We should takd a huggy cab to snuggle bunnyville
And then somehow we were arguing over how to fold our arms
just spent the last 4 hours covering his room in sticky notes. Viva Drunk Thursdays.
Sorry I didn't text you for coffee this morning...bad life decision Saturday sorta rolled into Monday...
Restaurants Roasting People Who Gave Them Negative Yelp Reviews (25 Pics)
He turned me down because he was still doing his taxes.
I'm pretty sure this city writes new vice laws specifically because of us.
No more vodka shots for you. Last night you begged a man on your knees to sell you his beard. He had no beard.
While you wait, fill out your state patrol application. Not trying to be your mom, I just really want to fuck a cop.
I bit my tongue so hard I left a deep imprint. Fuck you tongue, stop getting in the way of food.
Woman Posts Harassing DMs From Creep Online, Now He’s Upset Because People Told His Mom
I need to have sex. It's becoming like a matter of public safety.
I have a bunch of bug bites on my ass... This is why you don't have sex against a tree in the woods
I gave myself a charlie horse masturbating this morning.
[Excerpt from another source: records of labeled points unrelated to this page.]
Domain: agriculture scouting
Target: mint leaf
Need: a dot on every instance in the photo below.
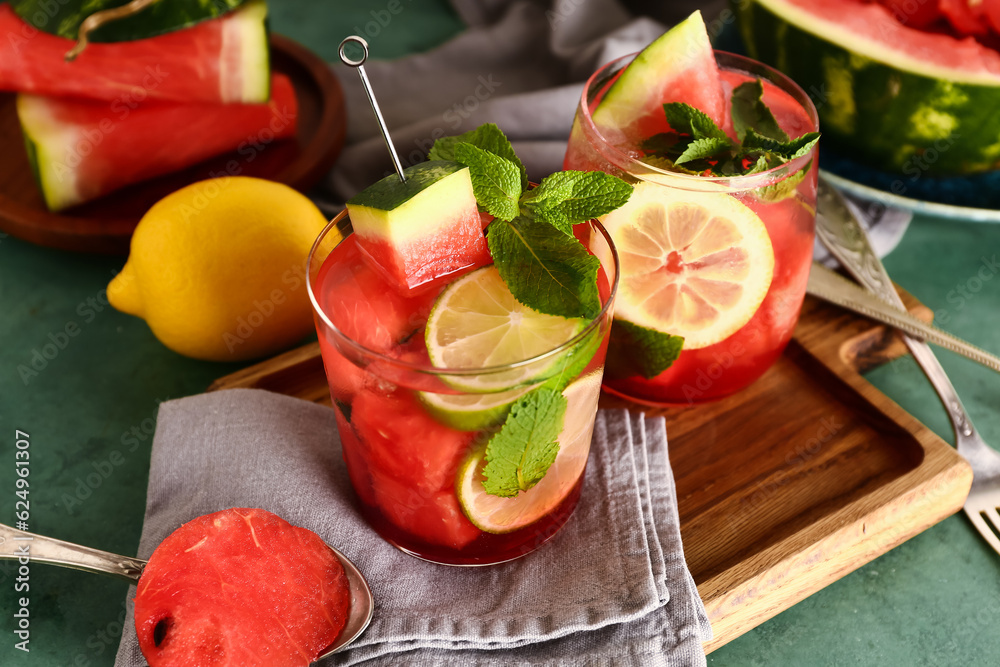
(789, 150)
(489, 137)
(495, 180)
(520, 453)
(545, 269)
(701, 149)
(567, 198)
(685, 119)
(638, 350)
(750, 113)
(783, 189)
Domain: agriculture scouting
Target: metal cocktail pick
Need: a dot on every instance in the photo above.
(360, 65)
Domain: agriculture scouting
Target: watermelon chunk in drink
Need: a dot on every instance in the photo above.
(721, 261)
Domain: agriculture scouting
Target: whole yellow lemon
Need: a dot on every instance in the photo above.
(217, 269)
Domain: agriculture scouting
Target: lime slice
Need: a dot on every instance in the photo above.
(693, 264)
(471, 412)
(494, 514)
(477, 323)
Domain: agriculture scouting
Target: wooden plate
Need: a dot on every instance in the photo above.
(786, 486)
(105, 225)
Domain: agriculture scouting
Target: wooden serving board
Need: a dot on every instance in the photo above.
(785, 487)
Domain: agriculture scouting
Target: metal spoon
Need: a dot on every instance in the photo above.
(18, 544)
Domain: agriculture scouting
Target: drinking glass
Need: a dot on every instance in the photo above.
(727, 366)
(413, 461)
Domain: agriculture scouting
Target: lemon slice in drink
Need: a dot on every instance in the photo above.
(494, 514)
(477, 323)
(693, 264)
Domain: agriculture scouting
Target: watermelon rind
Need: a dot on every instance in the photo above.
(251, 83)
(63, 18)
(393, 211)
(878, 104)
(56, 180)
(639, 88)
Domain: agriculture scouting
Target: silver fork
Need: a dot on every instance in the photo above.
(841, 233)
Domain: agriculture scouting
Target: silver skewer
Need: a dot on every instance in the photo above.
(360, 66)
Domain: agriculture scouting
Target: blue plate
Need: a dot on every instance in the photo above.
(974, 198)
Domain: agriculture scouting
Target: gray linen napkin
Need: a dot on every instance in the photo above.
(611, 587)
(521, 65)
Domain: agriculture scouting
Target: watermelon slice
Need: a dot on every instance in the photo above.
(240, 588)
(405, 443)
(223, 60)
(82, 149)
(678, 67)
(419, 231)
(901, 99)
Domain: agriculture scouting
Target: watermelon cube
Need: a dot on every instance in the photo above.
(405, 442)
(421, 230)
(434, 517)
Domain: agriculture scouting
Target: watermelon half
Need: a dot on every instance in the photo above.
(223, 60)
(892, 96)
(83, 149)
(240, 588)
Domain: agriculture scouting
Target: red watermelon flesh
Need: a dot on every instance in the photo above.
(876, 25)
(403, 441)
(240, 588)
(965, 18)
(207, 62)
(364, 305)
(432, 516)
(914, 13)
(84, 149)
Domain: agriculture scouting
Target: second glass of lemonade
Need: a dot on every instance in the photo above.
(695, 257)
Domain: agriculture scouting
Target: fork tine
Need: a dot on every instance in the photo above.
(976, 516)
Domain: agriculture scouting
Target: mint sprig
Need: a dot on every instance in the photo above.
(638, 350)
(567, 198)
(531, 239)
(751, 113)
(544, 269)
(696, 145)
(489, 137)
(521, 452)
(495, 180)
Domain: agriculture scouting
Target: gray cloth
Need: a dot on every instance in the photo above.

I feel like that really set the tone for the day.
I swear to god he thought my ass was a bag of wine last night.
Complete and utter failure. 100% unsalvageable. I have not failed so hard at a culinary endeavor in YEARS. MY HONOR IS IMPUGNED I HAVE SHAMED MY HOUSE
We somehow ended up in Oklahoma. Nick's been crapping for two hours and I'm afraid to call a doctor because who the hell knows what sort of stuff goes down in the middle of nowhere. So not a great long weekend really.